Un jeune homme en chaise roulante avec les deux jambes dans le plâtre sur une scène nue, si ce n'est des éclats de vitre tombés de cette fenêtre qui occupe tout le mur du fond, fenêtre d'où il se serait jeté lors d'une crise de désespoir. De retour chez ses parents, dans une banlieue ordinaire où le paraître est plus important que l'être, où la maison, la voiture et le centre commercial représentent le summum de l'expression de l'identité, le jeune homme (Alex Bergeron) ne dira pas un mot de toute la pièce. À 24 ans, après avoir vécu de façon intense le Printemps érable, après avoir cru que les choses allaient changer suite à cette révolte étudiante, il s'est retrouvé dans le même univers émaillé des mêmes discours, de la même corruption et du même statu quo. Sa révolte s'est emmurée dans ce silence radio.

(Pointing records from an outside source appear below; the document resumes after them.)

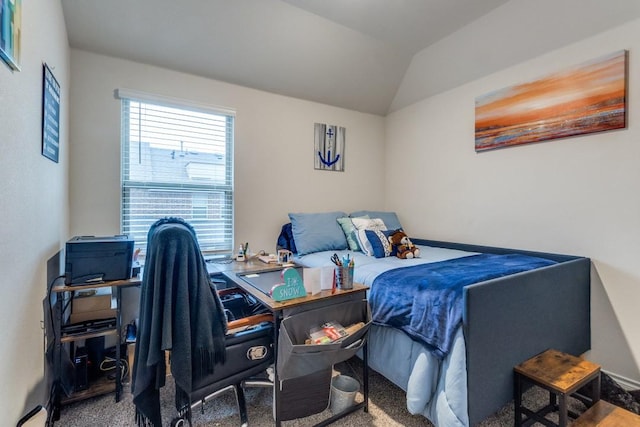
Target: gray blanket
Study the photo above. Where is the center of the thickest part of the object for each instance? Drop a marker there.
(178, 312)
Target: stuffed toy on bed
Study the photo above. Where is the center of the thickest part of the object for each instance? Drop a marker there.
(402, 245)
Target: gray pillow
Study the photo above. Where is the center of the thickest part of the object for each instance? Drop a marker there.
(315, 232)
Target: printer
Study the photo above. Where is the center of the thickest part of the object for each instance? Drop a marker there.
(90, 259)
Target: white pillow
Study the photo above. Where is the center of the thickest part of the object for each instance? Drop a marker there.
(362, 224)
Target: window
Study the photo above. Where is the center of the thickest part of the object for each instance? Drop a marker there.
(177, 160)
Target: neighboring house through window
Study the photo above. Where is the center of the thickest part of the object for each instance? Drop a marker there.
(177, 161)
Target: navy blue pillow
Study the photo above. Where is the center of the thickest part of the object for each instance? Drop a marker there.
(285, 239)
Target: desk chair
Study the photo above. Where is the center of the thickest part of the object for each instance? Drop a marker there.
(181, 311)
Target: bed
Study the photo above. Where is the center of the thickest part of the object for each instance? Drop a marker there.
(503, 321)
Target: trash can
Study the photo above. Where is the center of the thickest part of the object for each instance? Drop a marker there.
(343, 392)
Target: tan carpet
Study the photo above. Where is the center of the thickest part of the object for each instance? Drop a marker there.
(386, 408)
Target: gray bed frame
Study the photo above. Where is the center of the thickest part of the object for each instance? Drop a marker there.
(512, 318)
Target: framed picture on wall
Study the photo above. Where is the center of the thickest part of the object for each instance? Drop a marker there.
(10, 32)
(50, 115)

Son père, sa mère, sa sœur, sa grand-mère et son ex-blonde, Kim, vont et viennent dans sa chambre, pas tellement intéressés à le sortir de son mutisme ou à connaître ses motivations, mais plutôt désireux d'exprimer leur malaise et les failles de leur propre vie. Dans cette suite de monologues, le drame de l'ex-étudiant est évacué et ce qui aurait pu être une réflexion sur la fin et les moyens d'exprimer ses revendications au sein d'une démocratie devient accessoire, le banal prenant le dessus sur l'essentiel.

Comme dans la vie, souvent d'ailleurs: les rêves caressés sont souvent victimes de considérations bassement matérielles et le fait de manger de la poutine le dimanche apparaît comme le sommet des attentes. Après avoir étudié les Sciences politiques, la Philosophie, l'Histoire et le Cinéma, sautant d'un programme à l'autre et toujours sans diplôme, le jeune homme se retrouve avec une dette de quarante- deux mille dollars. Autour de lui sa sœur ado (merveilleuse Geneviève Schmidt à qui reviennent les répliques les plus drôles et les plus percutantes) est toujours en butte à de l'intimidation à cause de son poids à l'école privée où elle va. Son père (un Henri Chassé qui semble un peu décalé par rapport aux autres) vit sa crise de la cinquantaine en prenant une maîtresse. Sa mère (Sylvie Léonard jouant les petites bourgeoises pragmatiques de façon convaincante) veut l'amener à penser que la vie vaut la peine d'être vécue. Sa grand-mère (Louison Danis que l'on ne voit pas assez souvent au théâtre) attend la mort dans sa résidence pour personnes âgées et Kim (une très bonne Cynthia Wu-Maheux) trouve le salut dans le magasinage et dans un avenir formaté.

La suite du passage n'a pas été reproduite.